A new scheme of oriented hyperboloid microlens (OHM) for high-yield lasers coupled to polarization-maintaining-fibers (PMFs) employing calibrated spin-on-glass (SOG) coating, automatic grinding, and electric field techniques is proposed. The results showed that the OHMs were precisely controlled to achieve the required minor radius of curvature of 4–4.9 $\mu \text{m}$ for achieving high-average coupling efficiency of 81.7% and high-average polarized extinction ratio of 31.5 dB from lasers to PMFs.
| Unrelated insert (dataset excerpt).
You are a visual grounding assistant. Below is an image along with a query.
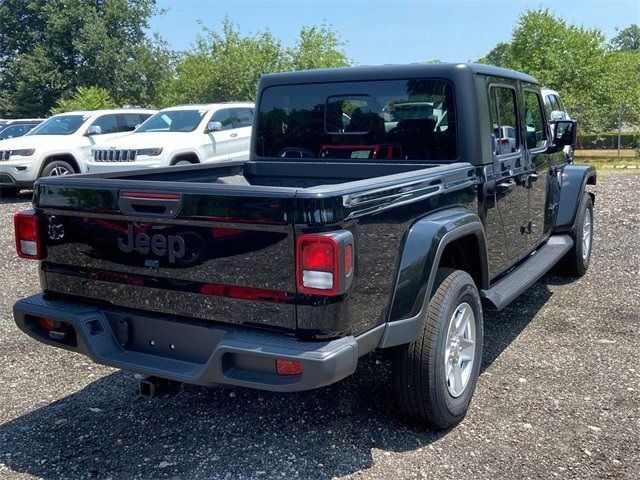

In comparison with the fabricated OHMs by multiple fusing techniques, the SOG coating significantly reduced the fabrication time from more than 20 fusing times to a single time of electric field, decreased the average OHM offset from 0.59 to 0.47 $\mu \text{m}$ , resulting in the increased tolerance of the required radius of curvature of the OHMs from 4.0–4.2 to 4.0–4.9 $\mu \text{m}$ , and hence the OHMs with high-yield coupling efficiency to an average of 81.7% from laser to PMF. This is due to the OHM structure by SOG coating layer integrated with a uniform electric field to provide a simple process for adjusting the required minor radius of curvature. In addition, the OHM offset was minimized due to the balance of the electrostatic pulling force and the surface tension of the SOG liquid. The newly developed OHMs with unique SOG coating technique is beneficial for the applications of laser/PMF modules use in high-precision fiber optic gyroscopes as well as many low-cost and high-performance lightwave interconnection applications.